A guide to German wine: Generation Riesling put on dazzling display of great wines

Riesling is one of the world’s greatest grape varieties and these days most of them are dry

How is your German? My baustelle Deutsch, learned on the building sites of Germany, is barely adequate, but this certainly doesn’t prevent me from enjoying German wine.

The labels can seem complicated, and they do convey a huge amount of information, but five words will enable you to get a handle on some world-class wines. Trocken means dry, so if you want to avoid medium and sweet wines, this is a good start. You will see it on many German wine labels.

Then it pays to remember four grape varieties (although sometimes these are in English). Riesling is one of the world’s greatest and these days most of them are dry. So too are the three Burgunders or Burgundian grape varieties: pinot blanc (weissburgunder) Pinot Grigio (grauburgunder) and pinot noir (spätburgunder). This week four Rieslings, next week the burgunders.

Germany has been on a roll for several decades now, producing superb wines from all of the above varieties (and more). Leaving aside the very cheap medium-dry wines, overall quality is excellent. On a recent visit to Dublin, a group of young enthusiastic producers known as Generation Riesling put on a dazzling display of their wines. We can expect to see some of these arriving here soon. In the meantime, treat yourself to one of the wines below.

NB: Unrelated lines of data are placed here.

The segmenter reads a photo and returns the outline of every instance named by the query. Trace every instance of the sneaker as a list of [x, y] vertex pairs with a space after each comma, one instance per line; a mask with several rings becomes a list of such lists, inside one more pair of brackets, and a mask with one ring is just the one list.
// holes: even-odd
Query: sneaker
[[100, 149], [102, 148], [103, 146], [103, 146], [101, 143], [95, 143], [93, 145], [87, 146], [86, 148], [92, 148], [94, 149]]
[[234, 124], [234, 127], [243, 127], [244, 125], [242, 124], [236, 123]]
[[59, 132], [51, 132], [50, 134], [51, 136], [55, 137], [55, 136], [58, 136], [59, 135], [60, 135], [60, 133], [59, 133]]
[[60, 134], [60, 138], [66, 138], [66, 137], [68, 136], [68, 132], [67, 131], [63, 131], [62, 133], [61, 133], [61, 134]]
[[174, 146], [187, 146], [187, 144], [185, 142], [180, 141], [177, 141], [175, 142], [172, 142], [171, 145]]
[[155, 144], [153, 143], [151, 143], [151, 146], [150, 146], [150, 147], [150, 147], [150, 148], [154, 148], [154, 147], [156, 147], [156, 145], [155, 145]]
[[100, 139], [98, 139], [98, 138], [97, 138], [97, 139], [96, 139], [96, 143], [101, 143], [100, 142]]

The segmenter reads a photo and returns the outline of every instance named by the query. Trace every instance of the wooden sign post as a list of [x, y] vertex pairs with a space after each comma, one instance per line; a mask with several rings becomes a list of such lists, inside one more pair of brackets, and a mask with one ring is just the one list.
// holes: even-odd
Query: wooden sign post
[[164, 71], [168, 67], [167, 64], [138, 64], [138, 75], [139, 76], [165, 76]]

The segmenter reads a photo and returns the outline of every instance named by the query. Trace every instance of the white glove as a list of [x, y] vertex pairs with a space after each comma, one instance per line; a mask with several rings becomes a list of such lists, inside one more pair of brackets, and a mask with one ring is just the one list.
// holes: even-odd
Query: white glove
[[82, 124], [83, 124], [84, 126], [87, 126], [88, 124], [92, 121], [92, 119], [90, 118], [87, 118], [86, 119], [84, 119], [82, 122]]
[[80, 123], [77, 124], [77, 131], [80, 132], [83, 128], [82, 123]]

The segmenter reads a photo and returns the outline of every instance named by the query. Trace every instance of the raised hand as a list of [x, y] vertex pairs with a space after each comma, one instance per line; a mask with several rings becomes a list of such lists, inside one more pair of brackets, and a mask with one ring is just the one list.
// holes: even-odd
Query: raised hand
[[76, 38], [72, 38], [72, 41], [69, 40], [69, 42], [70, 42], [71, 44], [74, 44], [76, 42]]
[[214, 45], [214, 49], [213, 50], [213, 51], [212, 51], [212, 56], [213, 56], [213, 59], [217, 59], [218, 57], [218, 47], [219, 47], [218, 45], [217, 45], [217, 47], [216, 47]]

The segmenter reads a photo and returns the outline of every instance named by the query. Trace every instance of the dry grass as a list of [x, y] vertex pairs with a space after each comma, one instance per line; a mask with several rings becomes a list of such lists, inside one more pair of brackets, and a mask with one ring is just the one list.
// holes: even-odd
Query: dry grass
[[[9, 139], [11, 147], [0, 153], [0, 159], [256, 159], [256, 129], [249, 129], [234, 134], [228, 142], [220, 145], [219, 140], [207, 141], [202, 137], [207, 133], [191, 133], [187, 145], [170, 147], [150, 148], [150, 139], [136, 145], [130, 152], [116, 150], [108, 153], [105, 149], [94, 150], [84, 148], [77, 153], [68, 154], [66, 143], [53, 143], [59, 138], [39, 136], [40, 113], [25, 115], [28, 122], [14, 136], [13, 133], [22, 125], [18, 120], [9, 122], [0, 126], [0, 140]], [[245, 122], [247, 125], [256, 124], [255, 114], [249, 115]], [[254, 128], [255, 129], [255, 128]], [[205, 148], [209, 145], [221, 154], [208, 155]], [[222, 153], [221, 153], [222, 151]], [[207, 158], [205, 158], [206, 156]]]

As a starting point, most of the multiples offer a few dry German wines, often at very keen prices. The Albert Glas range in SuperValu offer an excellent introduction to German wines.

German Riesling is low in alcohol and free of oak. Whenever my piggy bank is looking full, I treat myself to a few bottles of high-quality dry Rieslings. They are ready to drink but will age for a decade or more. As well as the producers below my favourite names include Breuer, Emrich Schönleber, Keller, Fürst, Fritz Haag, Merkelbach and Robert Weil, but there are many more.

Albert Glas brown Label Riesling, Pfalz 2021

12%, €15

Fresh crisp green apple and pear fruits with a vibrant acidity and a dry finish. With crab, scallops or sushi.

From SuperValu

Wittmann Riesling Trocken 2021, Rheinhessen Organic

11.5%, €23

Vibrant with fresh mouth-watering peaches and racy acidity. A great aperitif or with crab salad.

From Grapevine.ie, Dalkey

Sybille Kuntz Mosel-Riesling Trocken 2020

12%, €24.95

A delightful, elegant refreshing wine with gentle floral hints and succulent orchard fruits.

From JNwine.com; Pete’s Provisions, D5

Dautel Bönnigheim Riesling Trocken 2021, Württemburg

12%, €28-29

Stimulating, intense mouth-watering stone fruits with a lively seam of mineral acidity and a lengthy finish. Wonderful wine.